CUDA out of memory. Tried to allocate 538.00 MiB (GPU 0; 11.00 GiB total capacity; 230.80 MiB already allocated; 8.53 GiB free; 242.00 MiB reserved in total by PyTorch)

Fewen · May 11, 2020, 8:47am

Hello everyone!
I tried to run the camvid project of the FastAI course (https://course.fast.ai/videos/?lesson=3, https://nbviewer.jupyter.org/github/fastai/course-v3/blob/master/nbs/dl1/lesson3-camvid.ipynb) on my pc.
(specs: Windows 10 Education 64 bit, processor Intel® Core™ i7-7700K CPU @ 4.20GHz, 4200 MHz,
GPU: Nvidia GeForce GTX 1080 Ti 11GB )

Its my first time running any kind of cnn/unet and for me the error message doesnt really make sense since it tries to allocate 538 MiB and it wont work altough 8.53 GiB is free.
Is it because PyTorch has only reserved 242 MiB ?
I checked the other related forum topics but all of the have “Tried to allocate X GiB and <X GiB is free”.
And batchsize reduction doesnt solve the problem for me like mentioned in the other forum topics.

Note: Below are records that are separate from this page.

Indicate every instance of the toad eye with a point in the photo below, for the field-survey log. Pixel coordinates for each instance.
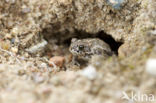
(81, 47)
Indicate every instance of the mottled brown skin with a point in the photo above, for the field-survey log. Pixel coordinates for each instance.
(84, 49)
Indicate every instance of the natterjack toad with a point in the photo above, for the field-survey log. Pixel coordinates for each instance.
(84, 49)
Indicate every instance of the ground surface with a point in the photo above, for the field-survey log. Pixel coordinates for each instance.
(35, 33)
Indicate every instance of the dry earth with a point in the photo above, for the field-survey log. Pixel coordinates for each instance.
(35, 63)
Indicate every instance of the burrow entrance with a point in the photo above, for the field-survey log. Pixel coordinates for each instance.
(64, 39)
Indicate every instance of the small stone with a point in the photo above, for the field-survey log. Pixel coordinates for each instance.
(151, 66)
(89, 72)
(14, 49)
(57, 60)
(116, 4)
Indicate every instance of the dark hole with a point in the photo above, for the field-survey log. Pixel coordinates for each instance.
(110, 40)
(101, 35)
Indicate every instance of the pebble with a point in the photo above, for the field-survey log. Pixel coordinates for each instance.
(57, 60)
(89, 72)
(151, 66)
(116, 4)
(14, 49)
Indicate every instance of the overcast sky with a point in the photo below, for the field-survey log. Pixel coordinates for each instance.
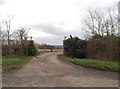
(51, 20)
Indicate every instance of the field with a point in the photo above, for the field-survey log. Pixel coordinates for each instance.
(93, 63)
(13, 62)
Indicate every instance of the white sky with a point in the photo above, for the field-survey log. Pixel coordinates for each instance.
(50, 20)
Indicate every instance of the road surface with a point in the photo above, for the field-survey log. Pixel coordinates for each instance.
(46, 70)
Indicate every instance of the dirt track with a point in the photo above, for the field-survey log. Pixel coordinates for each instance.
(47, 70)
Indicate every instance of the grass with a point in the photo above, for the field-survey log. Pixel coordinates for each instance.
(93, 63)
(13, 62)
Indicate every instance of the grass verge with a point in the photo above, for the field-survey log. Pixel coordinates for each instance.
(93, 63)
(13, 62)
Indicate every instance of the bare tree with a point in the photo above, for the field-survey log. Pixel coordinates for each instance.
(8, 28)
(22, 35)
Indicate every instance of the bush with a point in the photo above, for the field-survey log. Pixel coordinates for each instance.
(75, 47)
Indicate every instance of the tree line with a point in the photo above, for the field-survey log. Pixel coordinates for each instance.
(102, 37)
(16, 42)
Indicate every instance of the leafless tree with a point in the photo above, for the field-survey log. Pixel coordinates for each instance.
(7, 24)
(22, 35)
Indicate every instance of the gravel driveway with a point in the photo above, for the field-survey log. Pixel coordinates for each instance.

Anyone has had the same problem?

Best regards!

ptrblck · May 12, 2020, 6:08am

What was your initial batch size and what is the current one?
Also, did you make sure that your GPU is empty and no other processes use device memory?

Fewen · May 12, 2020, 11:20am

My inital batch size was 8 but I tried it with 4 and 2 and had the same issue for both of them.
Yes before im running the code I clear the GPU memory with torch.cuda.empty_cache()
Is it maybe because Im running it on windows?

ptrblck · May 12, 2020, 10:38pm

torch.cuda.empty_cache() will only clear the PyTorch memory cache on the device.
I meant you should check via nvidia-smi, if other processes are using the GPU.
Also, if a batch size of 1 doesn’t fit on the GPU, you might need to use torch.utils.checkpoint to trade compute for memory.
Although it would be surprising to see a FastAI lecture code would need a bigger GPU.

Fewen · May 18, 2020, 5:37pm

Thanks for the help!
I guess there was a problem with my Anaconda version and the fastAi library together with windows.
I solved it by buying a new ssd where I installed the new ubuntu 20.04 and it worked first try with batch size of 4.